ITMO University, 197101 Saint Petersburg, Russia.
Bekhterev National Medical Research Center, 192019 Saint Petersburg, Russia.
HGG Adv. 2023 May 5;4(3):100203. doi: 10.1016/j.xhgg.2023.100203. eCollection 2023 Jul 13.

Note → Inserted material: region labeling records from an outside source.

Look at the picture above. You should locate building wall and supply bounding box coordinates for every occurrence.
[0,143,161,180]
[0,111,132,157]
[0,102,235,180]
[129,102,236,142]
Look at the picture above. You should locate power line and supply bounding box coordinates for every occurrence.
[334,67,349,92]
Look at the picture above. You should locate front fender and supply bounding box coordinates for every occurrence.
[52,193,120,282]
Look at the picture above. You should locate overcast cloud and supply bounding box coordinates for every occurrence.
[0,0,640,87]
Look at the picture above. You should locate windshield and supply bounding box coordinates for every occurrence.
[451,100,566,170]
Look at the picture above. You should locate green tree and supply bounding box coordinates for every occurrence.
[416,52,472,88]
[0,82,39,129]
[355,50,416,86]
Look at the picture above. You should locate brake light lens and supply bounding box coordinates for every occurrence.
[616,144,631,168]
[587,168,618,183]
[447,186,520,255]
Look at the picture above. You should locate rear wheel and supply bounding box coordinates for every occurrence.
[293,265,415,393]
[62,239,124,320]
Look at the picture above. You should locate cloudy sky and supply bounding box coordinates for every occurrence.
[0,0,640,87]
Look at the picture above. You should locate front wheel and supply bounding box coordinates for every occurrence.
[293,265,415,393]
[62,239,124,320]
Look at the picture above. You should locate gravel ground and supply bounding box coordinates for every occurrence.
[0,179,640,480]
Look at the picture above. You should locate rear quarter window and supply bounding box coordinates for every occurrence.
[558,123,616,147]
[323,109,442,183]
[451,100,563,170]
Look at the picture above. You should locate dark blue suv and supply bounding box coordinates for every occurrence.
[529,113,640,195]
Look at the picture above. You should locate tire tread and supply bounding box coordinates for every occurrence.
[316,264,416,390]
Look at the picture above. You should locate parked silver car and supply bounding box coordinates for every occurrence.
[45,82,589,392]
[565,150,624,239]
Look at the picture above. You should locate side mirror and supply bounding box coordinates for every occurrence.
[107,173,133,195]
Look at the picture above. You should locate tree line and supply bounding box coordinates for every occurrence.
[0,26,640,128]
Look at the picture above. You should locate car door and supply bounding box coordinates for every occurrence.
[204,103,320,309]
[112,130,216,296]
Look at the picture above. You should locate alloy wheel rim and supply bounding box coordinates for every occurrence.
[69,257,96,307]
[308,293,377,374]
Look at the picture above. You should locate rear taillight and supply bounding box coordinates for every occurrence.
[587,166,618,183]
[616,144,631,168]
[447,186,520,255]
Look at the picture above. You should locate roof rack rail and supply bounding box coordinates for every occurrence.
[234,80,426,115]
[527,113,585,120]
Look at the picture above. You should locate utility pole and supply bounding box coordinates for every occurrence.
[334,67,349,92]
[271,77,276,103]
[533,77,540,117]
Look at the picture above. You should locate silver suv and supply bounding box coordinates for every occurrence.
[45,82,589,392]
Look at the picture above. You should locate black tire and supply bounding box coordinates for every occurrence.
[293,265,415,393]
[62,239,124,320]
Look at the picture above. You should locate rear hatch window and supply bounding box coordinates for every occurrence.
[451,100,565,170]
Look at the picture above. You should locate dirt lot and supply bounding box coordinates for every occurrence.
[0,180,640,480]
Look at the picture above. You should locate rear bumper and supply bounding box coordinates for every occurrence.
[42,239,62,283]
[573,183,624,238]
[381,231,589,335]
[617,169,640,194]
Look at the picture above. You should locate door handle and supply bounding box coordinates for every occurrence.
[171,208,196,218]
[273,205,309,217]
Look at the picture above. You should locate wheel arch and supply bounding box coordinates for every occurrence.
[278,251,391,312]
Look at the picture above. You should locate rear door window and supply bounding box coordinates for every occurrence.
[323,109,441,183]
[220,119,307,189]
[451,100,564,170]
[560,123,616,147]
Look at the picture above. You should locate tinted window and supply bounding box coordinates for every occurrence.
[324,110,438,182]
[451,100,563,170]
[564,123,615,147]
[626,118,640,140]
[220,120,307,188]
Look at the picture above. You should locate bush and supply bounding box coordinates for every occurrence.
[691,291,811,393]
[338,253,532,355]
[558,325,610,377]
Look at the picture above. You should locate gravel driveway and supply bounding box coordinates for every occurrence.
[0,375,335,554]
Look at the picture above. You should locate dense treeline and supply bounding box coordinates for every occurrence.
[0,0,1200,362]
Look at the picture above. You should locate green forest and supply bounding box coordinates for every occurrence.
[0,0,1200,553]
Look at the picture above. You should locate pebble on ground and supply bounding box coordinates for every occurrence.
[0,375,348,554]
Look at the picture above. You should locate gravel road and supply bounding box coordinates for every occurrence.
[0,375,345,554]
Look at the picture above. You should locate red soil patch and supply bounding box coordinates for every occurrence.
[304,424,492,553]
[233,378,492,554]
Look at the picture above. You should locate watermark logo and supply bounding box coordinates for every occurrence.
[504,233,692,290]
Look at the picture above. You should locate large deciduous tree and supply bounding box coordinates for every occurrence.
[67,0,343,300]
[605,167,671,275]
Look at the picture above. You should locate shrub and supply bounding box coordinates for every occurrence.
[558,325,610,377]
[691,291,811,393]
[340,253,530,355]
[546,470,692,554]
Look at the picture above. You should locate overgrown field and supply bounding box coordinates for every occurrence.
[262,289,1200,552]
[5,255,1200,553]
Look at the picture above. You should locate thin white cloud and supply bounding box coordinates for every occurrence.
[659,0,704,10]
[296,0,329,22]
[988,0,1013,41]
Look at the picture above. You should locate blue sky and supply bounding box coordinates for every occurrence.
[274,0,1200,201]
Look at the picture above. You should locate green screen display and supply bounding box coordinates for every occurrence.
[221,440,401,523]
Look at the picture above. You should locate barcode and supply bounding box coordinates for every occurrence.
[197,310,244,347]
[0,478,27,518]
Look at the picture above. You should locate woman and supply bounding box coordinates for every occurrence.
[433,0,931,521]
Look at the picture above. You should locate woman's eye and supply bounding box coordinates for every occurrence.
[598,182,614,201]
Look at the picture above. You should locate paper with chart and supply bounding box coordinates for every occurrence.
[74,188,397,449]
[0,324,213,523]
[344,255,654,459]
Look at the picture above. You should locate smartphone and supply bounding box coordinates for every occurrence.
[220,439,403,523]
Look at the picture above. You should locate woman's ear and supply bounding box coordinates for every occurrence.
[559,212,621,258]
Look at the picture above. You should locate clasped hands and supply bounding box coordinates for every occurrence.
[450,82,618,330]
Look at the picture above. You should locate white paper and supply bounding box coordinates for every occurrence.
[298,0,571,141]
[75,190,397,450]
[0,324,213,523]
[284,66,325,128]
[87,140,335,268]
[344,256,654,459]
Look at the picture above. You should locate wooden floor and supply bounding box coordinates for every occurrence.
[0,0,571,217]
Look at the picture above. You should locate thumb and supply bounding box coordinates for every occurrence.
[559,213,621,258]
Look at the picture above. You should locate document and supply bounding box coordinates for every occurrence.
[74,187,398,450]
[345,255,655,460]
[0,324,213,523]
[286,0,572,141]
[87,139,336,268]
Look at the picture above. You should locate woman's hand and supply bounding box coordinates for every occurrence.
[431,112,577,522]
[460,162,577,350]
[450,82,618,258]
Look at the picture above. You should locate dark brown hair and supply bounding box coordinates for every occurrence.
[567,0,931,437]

We introduce a user-friendly tool for risk gene, cell type, and drug prioritization for complex traits: GCDPipe. It uses gene-level GWAS-derived data and gene expression data to train a model for the identification of disease risk genes and relevant cell types. Gene prioritization information is then coupled with known drug target data to search for applicable drug agents based on their estimated functional effects on the identified risk genes. We illustrate the utility of our approach in different settings: identification of the cell types, implicated in disease pathogenesis, was tested in inflammatory bowel disease (IBD) and Alzheimer disease (AD); gene target and drug prioritization was tested in IBD and schizophrenia. The analysis of phenotypes with known disease-affected cell types and/or existing drug candidates shows that GCDPipe is an effective tool to unify genetic risk factors with cellular context and known drug targets. Next, analysis of the AD data with GCDPipe suggested that gene targets of diuretics, as an Anatomical Therapeutic Chemical drug subgroup, are significantly enriched among the genes prioritized by GCDPipe, indicating their possible effect on the course of the disease.
我们引入了一个用户友好的工具,用于复杂性状的风险基因、细胞类型和药物优先级排序:GCDPipe。它使用基于基因水平 GWAS 的数据和基因表达数据来训练模型,以识别疾病风险基因和相关细胞类型。然后,将基因优先级排序信息与已知的药物靶标数据相结合,根据对鉴定出的风险基因的估计功能影响,搜索适用的药物制剂。我们在不同的环境中说明了我们方法的实用性:在炎症性肠病 (IBD) 和阿尔茨海默病 (AD) 中测试了疾病发病机制中涉及的细胞类型的鉴定;在 IBD 和精神分裂症中测试了基因靶标和药物优先级排序。对具有已知疾病相关细胞类型和/或现有药物候选物的表型的分析表明,GCDPipe 是将遗传风险因素与细胞环境和已知药物靶标统一起来的有效工具。接下来,使用 GCDPipe 对 AD 数据的分析表明,利尿剂的药物靶标(作为一个解剖治疗化学药物亚组)在 GCDPipe 优先排序的基因中显著富集,表明它们可能对疾病的进程有影响。